There are several blunders that can lead to the loss of one’s capital. In this short article, here are three of the most reputable ones, which often concern beginners.

1- Disregard economic announcements

Neglecting or not knowing the Forex economic calendar can lead the trader to fatal errors that will take a while to understand, or worse, will be repeated over and over again. Here is an example using the ForexFactory calendar:

On the background above, it is possible to view past and future information. The information with a red flag is the information that is likely to move the market the most when it is published. It is therefore highly recommended not to initiate trading before this news. On the other hand, depending on the outgoing figure, we can consider whether or not to enter the market, in a way that is anything but risky. Traders who are unaware of this reality suddenly see their account emptied without knowing why. It is possible, depending on market movements, to lose all one’s capital in a few minutes..

2- Do not set Stop Loss

Initiating a trade without placing a Stop Loss, i.e. a limit price level if the price moves in the opposite direction to our position, is also a way to lose your entire capital. Depending on the trader’s strategy, the stop loss will be placed at a certain distance from the entry of the trade and will limit the losses if the trade goes wrong. However, a stop loss should not be placed too close to the point of entry into the trade in order to allow prices to fluctuate.

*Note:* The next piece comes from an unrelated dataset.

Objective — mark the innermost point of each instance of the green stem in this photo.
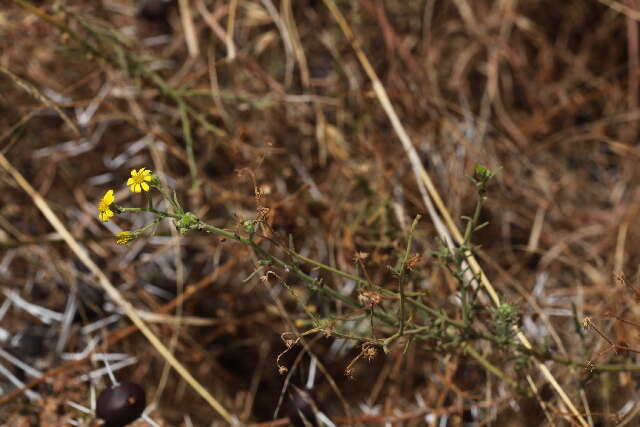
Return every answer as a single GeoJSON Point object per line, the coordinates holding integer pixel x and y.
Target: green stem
{"type": "Point", "coordinates": [489, 367]}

3- Suddenly entering a price movement

A fatal mistake for beginners is to enter the market when they see prices suddenly rise or fall on their platform chart. Entering the market without knowing the reason for such a move is very dangerous, as there is no guarantee that the price won’t go back up in the next few seconds to “retrace” back to its starting point. Some people lose fortunes by doing so, both on currencies and stocks.

To avoid this kind of configuration, here’s how to react:

  • always know why a money price suddenly moves up or down;
  • do not enter a trend that has already started but wait for the next trend reversal signal ;
  • stick to a well thought-out trading strategy tested in a demo account;
  • control his emotions and temptations to trade at all costs.

Conclusion:

In trading, knowledge, discipline, strategy, psychology and self-control are aspects that need to be worked on and constantly improved in order to avoid the worst situation that any trader has to face: the total loss of his capital.